My current reading is A Handbook of Scandinavian Names (Coleman and Veka, 2010) published by the University of Wisconsin Press. I thought I’d share with you how traditional naming practices worked out in our family.
In Norway the first son born in a family was typically named for the paternal grandfather, the first daughter for the paternal grandmother. The second son was named for the maternal grandfather, and the second daughter for the maternal grandmother. Within this pattern there were variations, of course, some necessitated by the number and gender of the children, for example.
1. In Borre Anderson’s family, that pattern worked with a few not unusual variations. Son #1 Andreas was named after his paternal grandfather, Anders Pederson, but daughter #1 Bertha was named after her maternal grandmother, Berte Pedersdatter. Son #2 Elias is one for whom I don’t know the naming reason, but daughter #2 Anne was named after her paternal grandmother, Anne Pedersdatter. Daughter #3 Bertha Marie appears to be named for her maternal grandmother and her mother. Son #3 Bernt may be named after his maternal grandmother too – just my guess.
2. In the next generation in America, the practices already are losing their grip. In Elias and Kari Borreson’s family, daughter #1 Syverine Marie appears to be named after both her grandmothers, Sigri Johnsdatter and Maria Andersdatter. Son #1 Emil likely was named after his father. Continuing the first letter of the name, in this case “E,” was a common practice among immigrants. Son #2 Bernt may be named for Elias’ brother by that name.
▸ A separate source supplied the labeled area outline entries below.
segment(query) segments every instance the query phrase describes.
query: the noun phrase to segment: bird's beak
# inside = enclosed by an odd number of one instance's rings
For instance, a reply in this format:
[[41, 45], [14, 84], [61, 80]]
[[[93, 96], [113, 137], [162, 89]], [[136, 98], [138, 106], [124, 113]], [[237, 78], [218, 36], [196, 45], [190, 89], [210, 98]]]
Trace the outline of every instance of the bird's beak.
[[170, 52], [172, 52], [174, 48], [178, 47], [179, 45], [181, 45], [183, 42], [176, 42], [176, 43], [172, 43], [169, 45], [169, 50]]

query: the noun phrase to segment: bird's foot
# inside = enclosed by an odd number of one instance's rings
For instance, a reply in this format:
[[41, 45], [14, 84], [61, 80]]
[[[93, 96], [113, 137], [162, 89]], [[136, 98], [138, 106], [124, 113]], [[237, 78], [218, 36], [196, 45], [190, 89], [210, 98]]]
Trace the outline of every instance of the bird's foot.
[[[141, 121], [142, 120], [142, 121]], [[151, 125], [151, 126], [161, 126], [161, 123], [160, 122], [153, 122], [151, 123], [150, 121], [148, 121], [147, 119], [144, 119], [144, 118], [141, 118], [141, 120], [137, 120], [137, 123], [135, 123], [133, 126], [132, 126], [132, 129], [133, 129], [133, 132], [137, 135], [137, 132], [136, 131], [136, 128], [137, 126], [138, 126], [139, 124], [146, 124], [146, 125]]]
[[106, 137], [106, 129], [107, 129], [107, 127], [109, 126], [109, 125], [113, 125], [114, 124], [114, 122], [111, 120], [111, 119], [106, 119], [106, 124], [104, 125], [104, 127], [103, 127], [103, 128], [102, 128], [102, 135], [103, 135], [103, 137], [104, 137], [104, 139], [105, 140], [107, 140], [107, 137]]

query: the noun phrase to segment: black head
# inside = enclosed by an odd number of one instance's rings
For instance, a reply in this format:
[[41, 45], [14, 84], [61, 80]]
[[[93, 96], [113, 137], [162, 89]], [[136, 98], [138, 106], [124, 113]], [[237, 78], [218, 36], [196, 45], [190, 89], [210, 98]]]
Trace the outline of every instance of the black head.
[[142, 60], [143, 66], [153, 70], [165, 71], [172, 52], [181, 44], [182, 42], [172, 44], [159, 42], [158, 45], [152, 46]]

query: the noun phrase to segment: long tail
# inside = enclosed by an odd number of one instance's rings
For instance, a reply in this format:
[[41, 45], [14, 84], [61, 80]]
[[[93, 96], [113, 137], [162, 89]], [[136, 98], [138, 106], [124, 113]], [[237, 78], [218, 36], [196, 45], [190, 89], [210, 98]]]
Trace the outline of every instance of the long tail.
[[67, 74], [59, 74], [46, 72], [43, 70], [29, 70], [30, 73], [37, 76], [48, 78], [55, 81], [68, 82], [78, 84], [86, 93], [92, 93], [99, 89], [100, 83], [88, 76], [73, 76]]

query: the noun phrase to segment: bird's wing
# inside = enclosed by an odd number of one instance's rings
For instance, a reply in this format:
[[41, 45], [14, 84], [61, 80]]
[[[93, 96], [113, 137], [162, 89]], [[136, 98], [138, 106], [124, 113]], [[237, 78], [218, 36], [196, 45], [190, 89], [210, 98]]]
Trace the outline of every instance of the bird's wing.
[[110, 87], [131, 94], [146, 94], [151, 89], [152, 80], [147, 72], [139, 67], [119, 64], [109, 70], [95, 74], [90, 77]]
But Selma, Emma, and Charlie? I don’t know who, if anyone, they were named for. Charlie apparently became an American favorite, as was Ed (Eddie, Edward, etc.) in its variations.
3. In the third generation, the naming practices from Norway are even less apparent. Son #1 Edwin is likely name for his father and grandfather. The continued letter “E” is the clue. Daughter #1 Mabel may be named for her mother and grandmother – the continued first letter “M.” But after that, I have only guesses. Gilbert is an American name, Clara was very popular among immigrants around 1900, and Ben(nie) is an American substitute for Bjarne. But for these and the other names I am guessing. However, if Ed was an American favorite, the Borresons were truly Americanized with their “Ed trifecta” of Edwin, Ednar, and Edgar!
Actually, these three generations match amazingly well the three stages the book describes on pages 98-99, based on a theory by Einar Haugen. Basically, Stage 1 has the practices of the old country, Stage 2 is a transition, and Stage 3 is becoming Americanized. I find it interesting how the Borreson family naming fit Haugen’s theory. As I looked at the Estenson names, the pattern was less obvious and more complex.